A WHITECRAIGS reader was in a Glasgow clothes shop where the oleaginous assistant told a mother and daughter shopping together that they looked like twins. Our reader thought the mother was quite sharp in replying, “Well, we were separated at birth.”

A quiet trip

OUR taxi tales remind former Ayrshire Labour MP Brian Donohoe: “I remember myself and fellow MPs Donald Dewar and Tommy Graham sharing a taxi in Glasgow after arriving on the sleeper from London. The taxi driver looked in his mirror, spies Donald, turns to Tommy, who of course was sitting in the front seat, and says, ‘is that Donald Dewar?’

‘Aye,’ says Tommy, to which, inadvisably, the taxi driver says, ‘I don’t like politicians’. Tommy responded by saying he didn’t like taxi drivers, that he had the driver’s number, and would make sure he would lose his licence. Not the most diplomatic response, but it did mean we had the journey in silence.”

Ah, instant karma

TALKING of trains, Tom Rafferty tells us: “On the train from London to Birmingham, the chap beside me has been hammering at his laptop and making a succession of calls where he criticises people, mainly for poor progress, and ‘not really getting it’. As the train pulled out of Birmingham International, he asked, ‘When do we get to Coventry?’ only to be told, ‘10 minutes ago’. Yes, Mr Bollocking had missed his stop.”

Mockery the best policy

CHANCELLOR Philip Hammond was on a visit to Standard Life’s Edinburgh offices where he criticised the SNP’s attitude to Brexit. Reader Derek Service was perhaps not impressed as he asks: “Was the Chancellor visiting Standard Life just to find out what a policy is?”
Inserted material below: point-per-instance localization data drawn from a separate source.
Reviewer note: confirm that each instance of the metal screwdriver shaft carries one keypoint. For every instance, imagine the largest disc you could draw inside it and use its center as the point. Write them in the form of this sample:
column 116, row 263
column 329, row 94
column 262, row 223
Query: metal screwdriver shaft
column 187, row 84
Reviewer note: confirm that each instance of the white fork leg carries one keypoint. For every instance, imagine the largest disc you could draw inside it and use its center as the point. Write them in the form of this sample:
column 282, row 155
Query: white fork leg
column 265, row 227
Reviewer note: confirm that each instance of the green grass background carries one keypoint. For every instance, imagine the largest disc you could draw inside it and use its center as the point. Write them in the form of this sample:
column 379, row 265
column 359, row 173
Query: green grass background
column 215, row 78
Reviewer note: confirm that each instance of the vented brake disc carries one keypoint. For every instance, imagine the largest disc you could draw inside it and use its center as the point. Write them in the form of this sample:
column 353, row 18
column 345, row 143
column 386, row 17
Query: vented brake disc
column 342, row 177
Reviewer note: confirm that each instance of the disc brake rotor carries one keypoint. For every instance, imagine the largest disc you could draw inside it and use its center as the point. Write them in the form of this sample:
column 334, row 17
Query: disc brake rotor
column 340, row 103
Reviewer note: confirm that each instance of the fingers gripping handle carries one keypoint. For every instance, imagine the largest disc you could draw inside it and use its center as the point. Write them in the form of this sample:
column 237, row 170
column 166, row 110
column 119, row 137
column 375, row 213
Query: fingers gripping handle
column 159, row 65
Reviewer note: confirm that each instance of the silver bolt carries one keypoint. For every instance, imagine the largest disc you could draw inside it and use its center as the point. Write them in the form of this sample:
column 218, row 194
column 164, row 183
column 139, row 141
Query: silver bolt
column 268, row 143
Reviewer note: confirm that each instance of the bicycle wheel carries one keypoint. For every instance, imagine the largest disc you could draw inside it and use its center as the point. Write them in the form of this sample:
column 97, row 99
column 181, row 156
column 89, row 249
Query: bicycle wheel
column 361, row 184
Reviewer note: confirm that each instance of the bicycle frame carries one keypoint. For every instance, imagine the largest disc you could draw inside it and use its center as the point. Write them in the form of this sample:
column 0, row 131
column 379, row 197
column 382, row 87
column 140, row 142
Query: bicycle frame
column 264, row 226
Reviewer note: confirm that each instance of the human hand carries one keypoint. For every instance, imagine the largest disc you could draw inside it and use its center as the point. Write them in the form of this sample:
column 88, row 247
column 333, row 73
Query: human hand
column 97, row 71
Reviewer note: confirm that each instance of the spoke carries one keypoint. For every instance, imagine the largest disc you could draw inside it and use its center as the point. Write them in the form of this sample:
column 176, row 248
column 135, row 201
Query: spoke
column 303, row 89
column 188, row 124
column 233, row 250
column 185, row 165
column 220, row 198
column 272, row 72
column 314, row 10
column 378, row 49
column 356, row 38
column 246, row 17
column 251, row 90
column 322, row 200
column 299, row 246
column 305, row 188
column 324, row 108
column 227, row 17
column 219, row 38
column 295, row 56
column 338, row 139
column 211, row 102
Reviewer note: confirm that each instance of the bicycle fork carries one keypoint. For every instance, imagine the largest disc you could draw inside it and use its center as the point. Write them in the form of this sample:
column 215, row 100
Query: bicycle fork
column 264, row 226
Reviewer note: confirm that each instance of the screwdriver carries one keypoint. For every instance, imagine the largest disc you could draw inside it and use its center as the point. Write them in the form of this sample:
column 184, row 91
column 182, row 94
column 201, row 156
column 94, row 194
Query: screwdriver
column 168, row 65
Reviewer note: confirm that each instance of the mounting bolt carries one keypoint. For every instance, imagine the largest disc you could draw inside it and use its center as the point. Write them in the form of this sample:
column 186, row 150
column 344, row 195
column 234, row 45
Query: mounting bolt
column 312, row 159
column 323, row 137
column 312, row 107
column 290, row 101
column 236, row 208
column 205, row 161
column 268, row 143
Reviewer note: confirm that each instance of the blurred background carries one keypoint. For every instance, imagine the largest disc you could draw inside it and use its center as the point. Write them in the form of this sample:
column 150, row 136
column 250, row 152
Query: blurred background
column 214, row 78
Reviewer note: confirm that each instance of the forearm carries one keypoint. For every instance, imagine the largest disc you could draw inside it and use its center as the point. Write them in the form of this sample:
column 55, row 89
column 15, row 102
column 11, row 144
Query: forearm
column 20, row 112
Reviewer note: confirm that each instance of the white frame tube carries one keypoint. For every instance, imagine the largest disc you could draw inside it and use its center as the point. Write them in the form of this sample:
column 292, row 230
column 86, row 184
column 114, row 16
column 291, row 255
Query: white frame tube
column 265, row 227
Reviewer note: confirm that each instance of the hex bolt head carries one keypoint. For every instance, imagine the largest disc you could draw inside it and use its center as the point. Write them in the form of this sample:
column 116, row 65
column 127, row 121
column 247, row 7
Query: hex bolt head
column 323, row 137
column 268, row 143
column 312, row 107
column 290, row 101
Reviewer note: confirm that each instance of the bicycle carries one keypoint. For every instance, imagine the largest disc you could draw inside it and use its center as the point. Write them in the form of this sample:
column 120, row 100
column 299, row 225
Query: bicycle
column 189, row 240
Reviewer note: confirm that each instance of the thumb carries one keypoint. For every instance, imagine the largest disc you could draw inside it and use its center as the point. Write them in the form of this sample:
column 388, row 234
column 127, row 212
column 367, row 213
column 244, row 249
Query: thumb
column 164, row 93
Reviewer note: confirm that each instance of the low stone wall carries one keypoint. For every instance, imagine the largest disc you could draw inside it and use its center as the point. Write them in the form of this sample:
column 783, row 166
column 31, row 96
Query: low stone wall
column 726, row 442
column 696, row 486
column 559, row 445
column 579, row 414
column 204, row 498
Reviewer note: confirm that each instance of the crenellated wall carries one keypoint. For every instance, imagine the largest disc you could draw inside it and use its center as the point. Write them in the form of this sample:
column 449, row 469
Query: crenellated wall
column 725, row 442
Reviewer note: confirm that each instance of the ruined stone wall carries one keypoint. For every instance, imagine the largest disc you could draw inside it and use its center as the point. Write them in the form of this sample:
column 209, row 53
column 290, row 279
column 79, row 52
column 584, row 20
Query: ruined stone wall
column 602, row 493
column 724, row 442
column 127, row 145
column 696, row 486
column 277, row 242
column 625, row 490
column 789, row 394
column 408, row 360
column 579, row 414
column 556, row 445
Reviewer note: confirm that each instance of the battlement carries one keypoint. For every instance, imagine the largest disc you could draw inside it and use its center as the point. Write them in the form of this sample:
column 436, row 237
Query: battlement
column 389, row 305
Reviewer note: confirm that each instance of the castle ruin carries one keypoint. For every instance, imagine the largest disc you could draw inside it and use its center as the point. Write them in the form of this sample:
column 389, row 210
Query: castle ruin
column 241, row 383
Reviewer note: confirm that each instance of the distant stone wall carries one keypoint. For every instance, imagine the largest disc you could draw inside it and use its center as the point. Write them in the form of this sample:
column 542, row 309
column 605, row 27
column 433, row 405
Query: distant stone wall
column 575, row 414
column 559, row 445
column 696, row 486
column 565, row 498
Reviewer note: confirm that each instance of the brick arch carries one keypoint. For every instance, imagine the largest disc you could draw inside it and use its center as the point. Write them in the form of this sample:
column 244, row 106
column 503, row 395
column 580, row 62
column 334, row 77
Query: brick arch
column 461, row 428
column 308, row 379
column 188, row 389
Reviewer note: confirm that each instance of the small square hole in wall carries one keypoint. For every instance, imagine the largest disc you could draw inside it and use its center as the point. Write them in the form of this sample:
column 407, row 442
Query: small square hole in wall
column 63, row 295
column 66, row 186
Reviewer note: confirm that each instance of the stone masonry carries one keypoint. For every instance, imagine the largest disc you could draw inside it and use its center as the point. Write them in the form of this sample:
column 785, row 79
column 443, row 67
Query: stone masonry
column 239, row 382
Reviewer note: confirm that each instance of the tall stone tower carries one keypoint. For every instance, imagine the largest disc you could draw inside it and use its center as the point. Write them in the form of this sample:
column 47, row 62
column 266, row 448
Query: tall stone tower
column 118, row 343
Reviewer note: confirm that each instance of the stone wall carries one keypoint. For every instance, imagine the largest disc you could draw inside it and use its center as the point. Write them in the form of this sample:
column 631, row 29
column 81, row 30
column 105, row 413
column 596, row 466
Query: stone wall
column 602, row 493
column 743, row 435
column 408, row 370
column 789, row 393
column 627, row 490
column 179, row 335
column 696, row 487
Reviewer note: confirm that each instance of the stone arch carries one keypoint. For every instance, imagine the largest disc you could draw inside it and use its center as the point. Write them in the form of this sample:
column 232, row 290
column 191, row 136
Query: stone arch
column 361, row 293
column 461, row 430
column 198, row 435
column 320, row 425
And Paul Nuttal, the new leader of Ukip, has not been impressing everyone with his comments. Jim Lynch wonders if Paul’s full name is hyphenated, and is actually Paul Nuttal-There.

Don’t say you didn’t know

MEANWHILE, over in America, folk are still trying to come to terms with Donald Trump’s imminent presidency. As Morgan Murphy astutely put it: “Trump – if only we knew then what we knew then.”

No hiding place

OUR mentions of parenting skills brings a response from a Hillhead reader who says, ‘If a four-year-old says, ‘I’m scared there’s a monster living under my bed,’ don’t reply, ‘Oh, that’s where he’s been hiding’.

“I know that now.”

Warm regards

WE mentioned folk out on Christmas nights out and a colleague wanders over to tell us: “A mate of mine was out on his office do at the weekend where he was chatting up a woman in the pub by talking about global warming.

“He thought it would be a great way to break the ice.”

He should have gone to ...

RHYS James speaks for many who have been given Advent calendars when he declares: “Right well, there’s literally not a 4 on here. I’m looking and there’s not one. What idiot makes an advent calendar with no.... oh, it’s there.”

Head was screwed on light

AND today’s piece of whimsy comes from a reader who asks: “I wonder what appeared over Thomas Edison’s head when he got the idea for the light bulb.”